Les hausses de prix des titres-services frappent durement les aides-ménagères
La CSC Alimentation et Services appelle à un effort commun pour assurer un avenir durable au secteur.
Les récentes hausses de prix dans le secteur des titres-services ont un impact négatif évident sur les aides-ménagères. C’est ce qui ressort d’une enquête de la CSC Alimentation et Services auprès de 1 377 aides-ménagères réparties dans les différentes régions du pays. Une augmentation de la charge de travail, une perte de clientèle et une sécurité des revenus menacée : telle est aujourd’hui leur réalité, surtout à Bruxelles et en Wallonie.
Pas moins de 80 % des aides-ménagères interrogées constatent que le comportement des clients a changé depuis les hausses de prix. Il arrive plus souvent que les clients exigent davantage de tâches dans le même laps de temps, réduisent le nombre d’heures ou mettent fin à la collaboration. Près de la moitié des aides-ménagères ont perdu des clients et 45 % ont vu leur volume de travail diminuer. Pour une aide-ménagère sur huit, cela se traduit même par une baisse considérable de revenus.
Dans le même temps, la charge de travail augmente fortement : plus de la moitié des aides-ménagères font état d’une charge plus lourde. À Bruxelles, ce chiffre atteint même 61 %, avec une augmentation notable de la pression physique et mentale. Le soutien des employeurs fait souvent défaut à cet égard. Seuls 44 % ont reçu une aide active pour trouver de nouveaux clients, tandis que beaucoup se sentent livrées à elles-mêmes.
« Si on ne répond pas aux exigences toujours plus élevées des clients, ils finiront par nous remplacer par quelqu’un qui voudra bien le faire.
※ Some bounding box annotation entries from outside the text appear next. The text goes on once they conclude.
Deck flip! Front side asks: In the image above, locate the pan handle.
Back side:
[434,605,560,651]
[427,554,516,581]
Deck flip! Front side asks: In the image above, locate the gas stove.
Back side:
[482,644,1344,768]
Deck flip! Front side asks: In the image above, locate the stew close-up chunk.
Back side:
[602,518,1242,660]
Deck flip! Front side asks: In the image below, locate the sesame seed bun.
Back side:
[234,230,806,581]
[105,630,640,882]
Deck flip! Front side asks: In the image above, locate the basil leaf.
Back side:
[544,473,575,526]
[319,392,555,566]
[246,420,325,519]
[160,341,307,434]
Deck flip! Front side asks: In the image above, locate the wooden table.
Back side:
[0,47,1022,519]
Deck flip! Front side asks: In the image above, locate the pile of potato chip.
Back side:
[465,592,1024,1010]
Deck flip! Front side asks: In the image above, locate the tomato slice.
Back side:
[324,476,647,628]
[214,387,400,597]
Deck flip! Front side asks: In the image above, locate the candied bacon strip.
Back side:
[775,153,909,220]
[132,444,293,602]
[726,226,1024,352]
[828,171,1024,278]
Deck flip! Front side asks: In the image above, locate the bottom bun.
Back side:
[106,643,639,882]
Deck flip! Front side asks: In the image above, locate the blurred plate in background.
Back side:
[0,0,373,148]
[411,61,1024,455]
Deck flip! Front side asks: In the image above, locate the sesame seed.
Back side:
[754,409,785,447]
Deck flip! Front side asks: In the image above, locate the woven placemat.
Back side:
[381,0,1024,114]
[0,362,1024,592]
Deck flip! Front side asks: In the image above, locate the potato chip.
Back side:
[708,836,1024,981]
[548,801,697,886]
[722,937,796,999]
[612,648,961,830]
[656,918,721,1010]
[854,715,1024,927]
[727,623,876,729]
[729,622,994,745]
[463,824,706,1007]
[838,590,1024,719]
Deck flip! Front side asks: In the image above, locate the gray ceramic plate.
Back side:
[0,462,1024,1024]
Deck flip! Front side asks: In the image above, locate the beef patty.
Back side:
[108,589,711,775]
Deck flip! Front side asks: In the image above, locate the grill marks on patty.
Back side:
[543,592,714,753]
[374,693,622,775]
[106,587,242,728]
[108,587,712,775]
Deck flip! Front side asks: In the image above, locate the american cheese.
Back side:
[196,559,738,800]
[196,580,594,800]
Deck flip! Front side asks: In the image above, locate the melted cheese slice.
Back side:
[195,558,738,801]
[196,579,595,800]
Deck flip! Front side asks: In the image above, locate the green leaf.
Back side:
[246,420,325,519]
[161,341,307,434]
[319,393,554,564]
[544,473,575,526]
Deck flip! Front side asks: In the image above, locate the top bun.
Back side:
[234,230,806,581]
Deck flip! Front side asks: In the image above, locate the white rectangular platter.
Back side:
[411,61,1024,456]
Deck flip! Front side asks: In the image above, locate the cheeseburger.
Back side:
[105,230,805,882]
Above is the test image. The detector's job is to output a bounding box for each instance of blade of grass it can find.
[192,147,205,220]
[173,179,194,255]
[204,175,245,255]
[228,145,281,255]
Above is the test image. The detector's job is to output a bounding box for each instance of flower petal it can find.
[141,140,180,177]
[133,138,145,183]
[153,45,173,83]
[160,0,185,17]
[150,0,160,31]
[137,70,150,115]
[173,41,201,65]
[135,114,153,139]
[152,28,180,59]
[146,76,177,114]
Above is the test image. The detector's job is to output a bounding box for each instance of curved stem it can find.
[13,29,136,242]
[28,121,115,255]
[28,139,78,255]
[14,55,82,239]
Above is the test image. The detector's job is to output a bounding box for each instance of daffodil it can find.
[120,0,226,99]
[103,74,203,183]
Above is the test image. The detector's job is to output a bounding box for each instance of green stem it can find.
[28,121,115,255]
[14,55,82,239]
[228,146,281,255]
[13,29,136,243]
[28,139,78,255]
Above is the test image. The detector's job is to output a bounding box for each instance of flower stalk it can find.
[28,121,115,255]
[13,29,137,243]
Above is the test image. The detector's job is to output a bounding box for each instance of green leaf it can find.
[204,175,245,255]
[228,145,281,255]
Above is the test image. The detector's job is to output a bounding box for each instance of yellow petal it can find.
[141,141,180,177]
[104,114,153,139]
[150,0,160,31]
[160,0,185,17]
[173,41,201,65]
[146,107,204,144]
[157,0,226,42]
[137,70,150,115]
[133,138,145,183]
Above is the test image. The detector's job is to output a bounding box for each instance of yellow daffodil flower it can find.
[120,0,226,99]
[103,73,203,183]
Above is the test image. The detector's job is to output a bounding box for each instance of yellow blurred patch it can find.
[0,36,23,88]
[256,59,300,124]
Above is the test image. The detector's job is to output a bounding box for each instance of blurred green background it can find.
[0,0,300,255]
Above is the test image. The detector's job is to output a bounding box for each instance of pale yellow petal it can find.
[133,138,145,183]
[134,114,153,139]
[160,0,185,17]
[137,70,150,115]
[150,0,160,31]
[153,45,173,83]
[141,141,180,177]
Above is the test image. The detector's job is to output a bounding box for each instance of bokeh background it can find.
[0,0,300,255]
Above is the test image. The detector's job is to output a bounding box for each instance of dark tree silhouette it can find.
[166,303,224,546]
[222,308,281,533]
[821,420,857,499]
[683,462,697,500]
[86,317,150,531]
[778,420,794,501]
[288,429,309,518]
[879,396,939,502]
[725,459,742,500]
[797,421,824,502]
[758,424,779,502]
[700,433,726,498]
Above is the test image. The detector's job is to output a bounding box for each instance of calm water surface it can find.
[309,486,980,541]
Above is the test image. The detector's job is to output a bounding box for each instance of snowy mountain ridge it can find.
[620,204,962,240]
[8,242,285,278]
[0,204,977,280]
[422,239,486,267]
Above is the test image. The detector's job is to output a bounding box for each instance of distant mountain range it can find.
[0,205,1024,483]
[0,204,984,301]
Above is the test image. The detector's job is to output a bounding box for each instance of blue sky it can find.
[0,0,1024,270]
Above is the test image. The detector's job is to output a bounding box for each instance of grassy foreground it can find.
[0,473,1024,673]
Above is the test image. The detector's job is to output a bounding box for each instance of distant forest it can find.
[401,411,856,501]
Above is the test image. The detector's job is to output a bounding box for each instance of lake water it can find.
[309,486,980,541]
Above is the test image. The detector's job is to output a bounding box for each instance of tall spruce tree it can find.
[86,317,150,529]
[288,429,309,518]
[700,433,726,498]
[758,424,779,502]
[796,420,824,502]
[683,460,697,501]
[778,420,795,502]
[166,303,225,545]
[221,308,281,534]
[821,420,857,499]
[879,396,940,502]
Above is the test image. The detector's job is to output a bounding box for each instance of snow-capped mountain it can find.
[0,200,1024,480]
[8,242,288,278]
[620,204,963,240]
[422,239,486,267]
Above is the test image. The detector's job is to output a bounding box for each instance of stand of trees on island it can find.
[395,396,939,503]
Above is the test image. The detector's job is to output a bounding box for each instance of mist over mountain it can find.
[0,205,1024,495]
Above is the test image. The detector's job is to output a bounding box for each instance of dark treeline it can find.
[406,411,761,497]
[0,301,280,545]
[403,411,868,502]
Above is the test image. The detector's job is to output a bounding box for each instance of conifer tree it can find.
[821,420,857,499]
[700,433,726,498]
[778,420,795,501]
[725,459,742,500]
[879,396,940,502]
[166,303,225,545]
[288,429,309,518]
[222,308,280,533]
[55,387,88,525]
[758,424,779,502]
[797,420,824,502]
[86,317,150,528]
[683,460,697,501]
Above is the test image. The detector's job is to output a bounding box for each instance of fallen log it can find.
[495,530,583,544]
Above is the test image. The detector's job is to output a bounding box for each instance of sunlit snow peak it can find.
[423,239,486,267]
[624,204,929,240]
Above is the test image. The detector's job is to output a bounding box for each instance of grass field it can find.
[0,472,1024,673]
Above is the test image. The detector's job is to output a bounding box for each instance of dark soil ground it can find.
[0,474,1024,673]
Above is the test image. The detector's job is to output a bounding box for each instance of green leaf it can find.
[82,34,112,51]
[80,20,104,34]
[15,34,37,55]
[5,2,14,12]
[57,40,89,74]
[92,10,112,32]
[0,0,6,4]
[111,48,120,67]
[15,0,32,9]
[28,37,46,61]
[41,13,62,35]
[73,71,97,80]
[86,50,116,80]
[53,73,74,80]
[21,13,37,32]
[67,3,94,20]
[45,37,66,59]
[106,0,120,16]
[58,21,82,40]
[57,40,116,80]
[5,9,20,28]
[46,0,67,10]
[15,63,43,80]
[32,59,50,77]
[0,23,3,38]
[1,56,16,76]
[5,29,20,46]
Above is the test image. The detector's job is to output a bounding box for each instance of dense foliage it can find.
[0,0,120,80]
Pour ne pas perdre de clients, on est souvent obligées de travailler dans des conditions beaucoup plus difficiles et pénibles », confie Ellen, une trentenaire travaillant comme aide-ménagère chez Easy Life à Anvers.
« J’explique à mes clients que je n’ai aucun pouvoir sur les frais administratifs. C’est ce point qui les dérange le plus, car ils n’ont aucune visibilité sur ces frais : ils ne savent pas à quoi ils servent ni ce qui nous revient réellement. Avec la conjoncture actuelle, chacun surveille de près son portefeuille, ce qui renforce leur incompréhension », dit Virginie, aide-ménagère chez XLG Home dans le Hainaut.
S’appuyant sur ces résultats, la CSC Alimentation et Services lance un appel à tous les acteurs concernés – pouvoirs publics, employeurs et clients – afin qu’ils s’engagent ensemble à construire un avenir durable pour le secteur, avec pour priorité les aides-ménagères elles-mêmes.
« Les hausses de prix ne peuvent pas être répercutées sur les travailleurs », estime le syndicat. « Il faut des salaires corrects et plus élevés, des conditions de travail faisables, mais aussi plus de respect et de protection. »
La CSC Alimentation et Services insiste également sur la responsabilité des pouvoirs politiques : les fonds publics doivent être utilisés de manière transparente et ciblée, et ne peuvent pas disparaître au profit des actionnaires pendant que les travailleurs en paient le prix. Sans revalorisation structurelle de la profession, l’avenir du secteur des titres-services est gravement menacé.